Sunday 12 May 2013

The "Good" Old Days (yes and no)


  I recently posted this picture on FB where I wondered what impression people would have simply from the photo. She was a beautiful young adult sitting there in a dress she had made for herself.
My mother grew up in south end Yarmouth (the poor end) pre-war, made it to grade 8 in the Academy and then went to work in the cotton mill. Later she got her high school equivalency.
Throughout her life she read a lot, and loved music of all kinds, and dancing. There was lots of dancing while the troops were training in Yarmouth - she could go with her older sister.

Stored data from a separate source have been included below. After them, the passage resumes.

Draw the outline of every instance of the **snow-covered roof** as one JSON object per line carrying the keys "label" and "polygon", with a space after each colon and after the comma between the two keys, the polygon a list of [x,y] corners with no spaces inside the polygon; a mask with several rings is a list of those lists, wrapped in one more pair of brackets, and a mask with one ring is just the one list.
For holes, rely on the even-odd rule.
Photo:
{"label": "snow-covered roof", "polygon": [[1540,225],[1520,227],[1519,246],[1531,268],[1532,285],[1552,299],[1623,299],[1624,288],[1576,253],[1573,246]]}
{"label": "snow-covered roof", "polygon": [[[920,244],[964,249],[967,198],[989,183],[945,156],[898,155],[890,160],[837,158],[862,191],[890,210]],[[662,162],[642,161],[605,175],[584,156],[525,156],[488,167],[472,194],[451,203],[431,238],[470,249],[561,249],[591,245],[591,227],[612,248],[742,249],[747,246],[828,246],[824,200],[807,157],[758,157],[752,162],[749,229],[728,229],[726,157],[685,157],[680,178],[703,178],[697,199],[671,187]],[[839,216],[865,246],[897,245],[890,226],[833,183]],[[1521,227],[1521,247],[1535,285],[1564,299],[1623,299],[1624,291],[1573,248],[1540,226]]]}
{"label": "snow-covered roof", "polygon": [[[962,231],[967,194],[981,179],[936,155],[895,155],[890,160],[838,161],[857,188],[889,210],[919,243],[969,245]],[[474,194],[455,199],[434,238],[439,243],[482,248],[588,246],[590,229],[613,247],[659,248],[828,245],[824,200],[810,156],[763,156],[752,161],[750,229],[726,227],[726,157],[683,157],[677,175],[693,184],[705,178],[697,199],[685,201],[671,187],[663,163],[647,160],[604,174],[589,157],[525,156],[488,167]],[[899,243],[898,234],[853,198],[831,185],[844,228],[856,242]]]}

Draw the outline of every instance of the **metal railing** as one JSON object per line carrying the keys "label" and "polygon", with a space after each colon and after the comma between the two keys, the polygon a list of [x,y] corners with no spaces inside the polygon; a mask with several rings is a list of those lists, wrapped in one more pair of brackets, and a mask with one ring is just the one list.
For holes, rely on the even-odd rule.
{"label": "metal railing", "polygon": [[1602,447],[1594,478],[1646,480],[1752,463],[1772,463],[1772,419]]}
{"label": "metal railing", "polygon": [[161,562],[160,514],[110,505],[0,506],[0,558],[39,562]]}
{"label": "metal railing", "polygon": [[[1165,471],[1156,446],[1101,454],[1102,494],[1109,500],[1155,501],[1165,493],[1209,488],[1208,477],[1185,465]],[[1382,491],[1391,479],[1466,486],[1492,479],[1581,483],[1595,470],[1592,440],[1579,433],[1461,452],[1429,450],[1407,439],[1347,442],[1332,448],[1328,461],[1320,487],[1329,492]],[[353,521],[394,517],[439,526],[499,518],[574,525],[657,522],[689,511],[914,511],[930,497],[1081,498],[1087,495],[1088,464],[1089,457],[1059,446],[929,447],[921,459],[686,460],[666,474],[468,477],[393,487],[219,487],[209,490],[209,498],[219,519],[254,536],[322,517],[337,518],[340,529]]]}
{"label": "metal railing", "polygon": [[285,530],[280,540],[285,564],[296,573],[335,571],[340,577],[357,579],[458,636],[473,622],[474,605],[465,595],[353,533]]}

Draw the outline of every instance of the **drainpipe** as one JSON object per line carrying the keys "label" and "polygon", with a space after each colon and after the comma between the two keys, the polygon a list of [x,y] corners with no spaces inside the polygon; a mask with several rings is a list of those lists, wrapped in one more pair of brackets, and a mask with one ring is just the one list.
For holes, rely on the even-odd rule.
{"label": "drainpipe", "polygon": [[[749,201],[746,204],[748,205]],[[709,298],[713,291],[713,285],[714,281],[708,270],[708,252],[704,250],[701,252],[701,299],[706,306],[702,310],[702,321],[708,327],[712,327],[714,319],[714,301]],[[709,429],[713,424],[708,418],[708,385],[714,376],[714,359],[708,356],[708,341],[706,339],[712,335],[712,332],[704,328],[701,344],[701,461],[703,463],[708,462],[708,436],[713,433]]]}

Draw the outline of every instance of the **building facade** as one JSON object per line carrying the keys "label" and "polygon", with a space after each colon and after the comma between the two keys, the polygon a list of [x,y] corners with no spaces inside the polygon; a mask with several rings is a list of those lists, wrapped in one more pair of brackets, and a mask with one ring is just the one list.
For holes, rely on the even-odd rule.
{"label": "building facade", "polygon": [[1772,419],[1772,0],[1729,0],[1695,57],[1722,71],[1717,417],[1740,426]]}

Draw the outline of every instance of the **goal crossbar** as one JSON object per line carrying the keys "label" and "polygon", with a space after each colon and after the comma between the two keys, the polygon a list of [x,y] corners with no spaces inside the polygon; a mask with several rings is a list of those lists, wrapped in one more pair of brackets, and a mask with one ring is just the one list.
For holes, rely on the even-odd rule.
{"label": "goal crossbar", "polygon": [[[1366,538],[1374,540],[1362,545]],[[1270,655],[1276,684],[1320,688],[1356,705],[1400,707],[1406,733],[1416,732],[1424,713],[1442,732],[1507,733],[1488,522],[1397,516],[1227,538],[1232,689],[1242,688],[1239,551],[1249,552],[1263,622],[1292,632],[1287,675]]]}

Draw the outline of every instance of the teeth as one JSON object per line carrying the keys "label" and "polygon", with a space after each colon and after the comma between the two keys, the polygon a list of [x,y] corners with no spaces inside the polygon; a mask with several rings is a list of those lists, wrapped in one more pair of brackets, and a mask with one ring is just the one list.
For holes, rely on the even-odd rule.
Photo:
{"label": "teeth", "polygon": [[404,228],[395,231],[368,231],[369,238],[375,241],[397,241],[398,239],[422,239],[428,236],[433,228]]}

My mom's mother, Mary Sophia Moffatt (maiden name Muise, from Sanford area, just outside town) learned to speak english so well that no one knew she was French Acadian from the way she spoke. With a grade 2 education, she taught herself and her husband how to read. It was a time where signs asking for help in the shops in Yarmouth stated clearly "French or Catholic need not apply".
My grandfather worked dawn to dusk 6 days a week, well into an advanced age. He was quiet, contained, and proud of his children. His father had come to Canada from Scotland.

The nine children in the family were beautiful and dark with frizzy hair. My mom told me that when they were children some made fun of them calling them "Moffatt's niggers."
I never knew for many years of the speculation of her ancestry by some people here, until someone casually mentioned it one day after I was grown up.
The Moffatt children grew up strong willed and community minded and mostly stayed closely knit.

She shared with me that one of her sisters had been grabbed by a bishop in the basement of a church and when she broke free from him that he twisted her arm hoping that "she would never use that arm again"
She also shared with me that she had an uncle who she never knew existed until she was a married adult, because he had married a "black woman." 

My mom was a member and representative for the union at the cotton mill. She sewed her own clothes (and ours later on.)
When she was married to my dad and pregnant, a sister in law passed her a book on natural child birth and breast feeding, and that is what she chose.
She supplemented care from doctors with relaxation exercises for herself, and knew how to help us relax at times when we children were stressed with illness.
She told me her life had begun when she and my dad married after the war. She loved being a "stay at home mom" who was involved in the neighborhood in many ways, although she had her times of wondering if she had made the right choice.
She took her turn selling things like Tupperware and Avon to get some spending money and she loved the socializing aspect of that; she learned a lot about my dad's family that way when we moved here.
She sewed, knit and crocheted like a wizard.
She and my dad helped me raise my child (I was a single mom), and entertained her and her friends with enthusiasm while I was working.
Later on she taught many people how to swim at the pool at Ste Anne University - a hobby of hers sort of - she was always at the pool because of her arthritis.
She loved walking.
She had a great sense of humor and laughed easily.
When misunderstood she would shrug and claim being an Aquarius and ahead of her time ......
A person who wasn't expected to live the night she was born, who was ill often, and yet lived and loved life, and considered herself lucky, especially considering the beginning of her time here.

She was amazing in many ways - still a human being with her own struggles and a person of her time, she was able to transcend much of that time.
May we all trancsend. May we all have opportunity to laugh. May we all continue to grow.
May we all learn what real love is and practice it.